Kuala Lumpur, 21 May 2015


Thanks for having me on this panel.  It’s good to see a strong Australian business interest on this theme of ASEAN economic integration.  And it’s great to be on the panel with friends from ANZ, whose publication “ASEAN: The Next Horizon” is a really inspiring read. 

As we’ve heard, there are several major drivers of growth in Southeast Asia and the AEC is one of them.  I want to talk a bit about how the AEC will change ASEAN as a business proposition.  Because it will, but slowly.  There’s no big switchover to a new governance blueprint. 

The ASEAN economic integration project is iterative.  Progress is best measured in five-yearly instalments.  And in five years’ time it’s likely to look a lot more like a single market and production base that it will at the end of this year. 

One other key point is that ASEAN is and always will be institutionally light, by design.  So there’s no supranational authority.  There’s no pooling of sovereignty.  There’s no super-ministries driving the member states to comply.  It will be like that for a very long time – there’s no appetite at all to change that. 

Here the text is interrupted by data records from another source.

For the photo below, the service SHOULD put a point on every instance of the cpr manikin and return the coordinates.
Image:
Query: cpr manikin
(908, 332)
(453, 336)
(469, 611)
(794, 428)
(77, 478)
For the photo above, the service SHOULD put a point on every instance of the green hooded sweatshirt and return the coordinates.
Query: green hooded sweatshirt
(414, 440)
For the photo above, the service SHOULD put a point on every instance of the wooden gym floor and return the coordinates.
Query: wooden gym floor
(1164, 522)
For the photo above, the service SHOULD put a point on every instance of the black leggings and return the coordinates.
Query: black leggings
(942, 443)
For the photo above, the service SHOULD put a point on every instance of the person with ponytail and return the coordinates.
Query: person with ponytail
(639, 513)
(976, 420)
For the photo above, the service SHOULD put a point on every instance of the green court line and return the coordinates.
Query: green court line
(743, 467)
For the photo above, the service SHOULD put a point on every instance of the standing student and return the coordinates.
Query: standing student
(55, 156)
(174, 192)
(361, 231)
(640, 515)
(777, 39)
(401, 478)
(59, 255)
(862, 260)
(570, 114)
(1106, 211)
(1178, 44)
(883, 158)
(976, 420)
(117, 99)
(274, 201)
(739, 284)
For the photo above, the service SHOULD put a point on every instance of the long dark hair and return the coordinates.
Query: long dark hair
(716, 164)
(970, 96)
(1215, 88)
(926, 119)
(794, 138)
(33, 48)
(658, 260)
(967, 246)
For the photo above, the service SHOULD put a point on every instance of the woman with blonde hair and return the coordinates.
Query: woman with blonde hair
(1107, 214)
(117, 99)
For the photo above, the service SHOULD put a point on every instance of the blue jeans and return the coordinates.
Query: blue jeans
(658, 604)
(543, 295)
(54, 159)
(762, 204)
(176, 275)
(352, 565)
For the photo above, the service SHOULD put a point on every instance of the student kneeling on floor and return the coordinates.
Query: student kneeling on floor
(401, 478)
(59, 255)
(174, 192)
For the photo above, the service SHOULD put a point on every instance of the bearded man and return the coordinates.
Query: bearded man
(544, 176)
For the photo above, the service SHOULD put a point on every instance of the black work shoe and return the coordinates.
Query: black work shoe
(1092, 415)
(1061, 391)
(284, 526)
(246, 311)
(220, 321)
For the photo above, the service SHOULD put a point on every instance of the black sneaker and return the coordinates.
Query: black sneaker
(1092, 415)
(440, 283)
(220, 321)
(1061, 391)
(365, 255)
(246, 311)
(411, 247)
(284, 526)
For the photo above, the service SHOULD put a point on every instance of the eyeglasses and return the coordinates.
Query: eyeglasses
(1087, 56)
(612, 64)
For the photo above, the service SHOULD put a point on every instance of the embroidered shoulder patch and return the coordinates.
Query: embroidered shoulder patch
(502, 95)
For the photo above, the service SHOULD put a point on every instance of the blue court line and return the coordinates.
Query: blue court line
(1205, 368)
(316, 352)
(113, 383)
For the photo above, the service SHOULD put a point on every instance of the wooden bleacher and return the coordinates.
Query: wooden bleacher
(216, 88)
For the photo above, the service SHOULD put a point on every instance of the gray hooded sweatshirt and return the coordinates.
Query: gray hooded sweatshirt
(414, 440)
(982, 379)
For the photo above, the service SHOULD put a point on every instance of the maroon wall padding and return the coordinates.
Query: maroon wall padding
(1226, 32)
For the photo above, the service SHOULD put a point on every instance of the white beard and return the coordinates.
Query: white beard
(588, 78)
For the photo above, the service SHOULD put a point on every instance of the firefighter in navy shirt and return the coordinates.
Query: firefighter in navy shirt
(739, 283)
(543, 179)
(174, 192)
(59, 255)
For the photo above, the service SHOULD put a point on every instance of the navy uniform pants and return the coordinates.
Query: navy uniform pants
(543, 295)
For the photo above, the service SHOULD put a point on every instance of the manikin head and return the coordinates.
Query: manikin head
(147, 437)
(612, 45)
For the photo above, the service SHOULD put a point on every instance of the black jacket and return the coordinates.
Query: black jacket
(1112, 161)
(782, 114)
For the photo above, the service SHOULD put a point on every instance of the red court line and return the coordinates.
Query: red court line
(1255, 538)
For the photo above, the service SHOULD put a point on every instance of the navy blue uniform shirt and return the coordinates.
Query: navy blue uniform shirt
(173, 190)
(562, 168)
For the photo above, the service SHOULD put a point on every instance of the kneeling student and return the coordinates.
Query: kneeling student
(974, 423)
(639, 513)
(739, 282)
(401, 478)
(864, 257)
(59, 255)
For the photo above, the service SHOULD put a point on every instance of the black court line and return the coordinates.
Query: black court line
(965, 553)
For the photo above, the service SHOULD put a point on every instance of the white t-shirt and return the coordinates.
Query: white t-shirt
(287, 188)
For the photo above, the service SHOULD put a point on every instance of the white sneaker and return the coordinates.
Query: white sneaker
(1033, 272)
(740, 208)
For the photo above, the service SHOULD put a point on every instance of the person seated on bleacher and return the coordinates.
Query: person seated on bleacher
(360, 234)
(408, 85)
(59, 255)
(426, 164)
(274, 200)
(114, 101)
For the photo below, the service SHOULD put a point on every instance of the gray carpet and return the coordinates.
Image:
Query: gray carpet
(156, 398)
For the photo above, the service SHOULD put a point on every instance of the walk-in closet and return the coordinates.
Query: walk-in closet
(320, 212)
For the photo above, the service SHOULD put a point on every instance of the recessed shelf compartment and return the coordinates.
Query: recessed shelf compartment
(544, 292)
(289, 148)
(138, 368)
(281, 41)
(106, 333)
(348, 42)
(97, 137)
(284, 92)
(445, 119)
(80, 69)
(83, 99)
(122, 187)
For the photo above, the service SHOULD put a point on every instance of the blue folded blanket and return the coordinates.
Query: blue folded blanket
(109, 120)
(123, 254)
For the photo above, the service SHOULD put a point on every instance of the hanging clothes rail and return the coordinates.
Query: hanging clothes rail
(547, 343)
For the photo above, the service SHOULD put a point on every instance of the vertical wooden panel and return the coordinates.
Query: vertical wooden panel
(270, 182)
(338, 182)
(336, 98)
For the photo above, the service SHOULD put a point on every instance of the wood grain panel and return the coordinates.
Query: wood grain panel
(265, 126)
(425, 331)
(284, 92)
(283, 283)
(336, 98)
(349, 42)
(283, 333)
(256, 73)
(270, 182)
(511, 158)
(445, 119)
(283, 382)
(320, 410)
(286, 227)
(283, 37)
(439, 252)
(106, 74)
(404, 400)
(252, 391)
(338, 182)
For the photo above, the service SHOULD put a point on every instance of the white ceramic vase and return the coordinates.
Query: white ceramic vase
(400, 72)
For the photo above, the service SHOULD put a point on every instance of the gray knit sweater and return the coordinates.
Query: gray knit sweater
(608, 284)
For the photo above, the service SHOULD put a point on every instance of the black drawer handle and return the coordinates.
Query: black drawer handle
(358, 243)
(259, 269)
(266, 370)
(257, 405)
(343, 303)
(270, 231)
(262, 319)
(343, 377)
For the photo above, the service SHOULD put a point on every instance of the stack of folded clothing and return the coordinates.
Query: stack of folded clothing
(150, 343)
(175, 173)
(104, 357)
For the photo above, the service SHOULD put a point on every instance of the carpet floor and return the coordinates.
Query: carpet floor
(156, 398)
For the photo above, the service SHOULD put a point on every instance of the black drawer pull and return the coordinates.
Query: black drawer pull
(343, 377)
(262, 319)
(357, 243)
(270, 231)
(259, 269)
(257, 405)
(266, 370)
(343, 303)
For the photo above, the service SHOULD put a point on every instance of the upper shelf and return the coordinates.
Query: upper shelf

So there are many things that ASEAN is not.  The word community implies things to outsiders that simply aren’t part of the game plan – customs union, currency union, passports, single migration zone.  None of these things are on the table. 

This does not mean that ASEAN is deficient; rather, ASEAN just it is what it is.  It’s important to understand where it comes from.  It has always had a vision to lift the prosperity of Southeast Asia.  But the missing precondition for prosperity in the 1960s was security and trust.  Not only was the Cold War a hot issue in Southeast Asia in those days, but the original five ASEAN  members had their problems with one another:  Confrontation, Singapore’s separation from Malaysia, the Philippines claim on Sabah and so on.  So ASEAN’s first mandate was to build trust to open the way for greater mutual engagement in all spheres, and that’s exactly what’s been happening for the past 47 years. 

ASEAN has done remarkably well.  Phenomenally well.  It has been the central diplomatic mechanism for a region that has transformed from being characterised by conflict, tension and poverty to one that is dynamic, largely at peace and increasingly prosperous.  And what a diverse region it is.  Sure, ASEAN doesn’t have all the answers nor can it solve all its problems, but no regional organisation can.  The critical thing is that ASEAN has built habits of cooperation.  It structures and processes put leaders and senior people from government in regular contact very frequently, and that has built layer upon layer of engagement and familiarity. 

So it’s very important to remember ASEANs achievements, the way it has gone about realising them, and use that as a frame of reference for what is going on today. 

So what is happening in ASEAN that makes it of interest to Australian businesses? 

  • Governments, through the ASEAN Economic Community process, are working towards a more efficient business environment across the region, improving the economic architecture and complementing that with FTAs, including the AANZFTA. 
  • ASEAN has become a major foreign direct investment magnet.
  • The services sector is growing rapidly and has a great deal of room for further growth. 
  • There will be productivity gains through education and training, and opportunities for education and training providers.
  • Regional value chains are emerging at a fast rate and that trend is sure to continue.
  • A commitment to reducing ASEAN’s infrastructure deficit could drive very significant investments. 

So what should Australian businesses do?

  • ASEAN is undergoing major economic and demographic changes. A shift in market structure from sub-scale and fragmented to scale and defragmented is taking place. Think about the opportunities this offers your business. 
  • Understand what the AEC is and is not. It is not the European Union. It is a step in a long journey towards closer regional integration. Don’t get out in front of the curve.
  • Appreciate that many of the most attractive opportunities on offer will require a local business presence. This requires investment and deep organisational competencies.
  • Invest in relationships. This is the key to the door for most ASEAN markets but takes time to develop. Many of the established and emerging regional business leaders have investment interests in Australia. These linkages to ASEAN are worth pursuing to expand and diversify your markets in the region.
  • Invest in people, both locally engaged and expatriate. Ongoing staff development needs to be treated as a business-wide priority that applies to all staff members, not a select few.